I hope the courts throw the book at Google. I'm so sick of their holier than thou attitude while they take content and do whatever they want and make money hand over fist for doing it. They knowingly break the law and then use their clout to get content creators to succumb to their demands.

Until we take a stand against this kind of behavior, it will continue.

Either stop the behavior or change the laws so it isn't only big corporations who can get away with it. They sue the pants off individuals in their homes with some computers hooked up to the internet, but Google does exactly the same thing and expect people to pay them for it.

What really is the difference here between a file sharer with some songs on their computer and Google with those exact same songs on youtube? Why is the law different for google than it is for Jane Internet User?


Factor in the long tail. Do you think most views on youtube are not user-produced then?

Milly Cirrus has an advantage when competing with user-generated content because she has an expensive publicist.


The Miley Cyrus videos are most likely licensed as well. It's really not difficult for record companies to take this stuff down if they want to: hire an intern at $8/hr to do searches for your top 50 artists and report the videos to youtube (they are pretty damn responsive). Bam, problem solved for < $30k a year. If the intern can't find the stuff it's not going to be doing much harm.


No, there wasn't much user generated material at the beginning. I remember when I discovered youtube, I was shocked that how they were allowed to put so much copyrighted material online without any problem.


If it weren't for the high production value content, I'd argue Youtube would never have gotten as popular as it did.

I'm increasingly dismayed by how in our society we reward this kind of illegal behavior, whether you agree that it is moral, unethical, or whatever, it is against the law and repeatedly, these violations are accepted, promoted, and lead the owners of the sites to $300+ Million exits.

And then I remember where the U.S. got its land. I remember where Goodyear got his rubber.
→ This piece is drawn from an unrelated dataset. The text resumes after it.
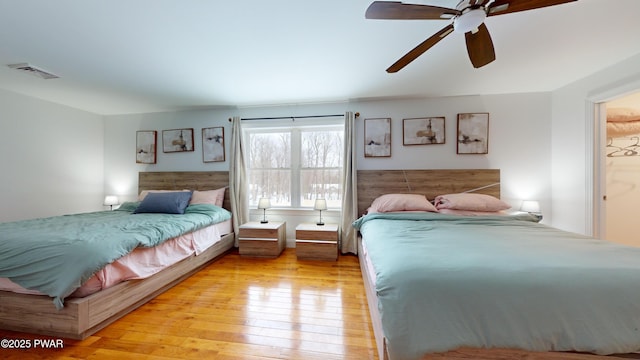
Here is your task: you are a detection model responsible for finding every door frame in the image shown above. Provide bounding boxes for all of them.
[585,80,640,239]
I remember where oil and diamonds and rare metals come from and wonder why we have laws at all. Why we have national borders at all. Why we have jails at all.


Yeah it's tempting to go after Viacom, News Corp etc., and as wrong as I think they are, I can't help feeling all this is just a symptom of a far bigger problem at a completely different level of abstraction. Edit for clarification: I agree with you that if we have laws we should follow them, but law should reflect culture not vice versa.

I'm not sure I'm with you on the production quality video necessity. A lot of youtubes virality has been stupid cat videos. While I'm sure there are people logging on and looking for naruto, I would bet most people don't find youtube for the first time searching for Naruto.


YouTube almost certainly hand-pick the most popular videos to deliberately avoid the crapton of music videos which are the only ones that don't generally suck.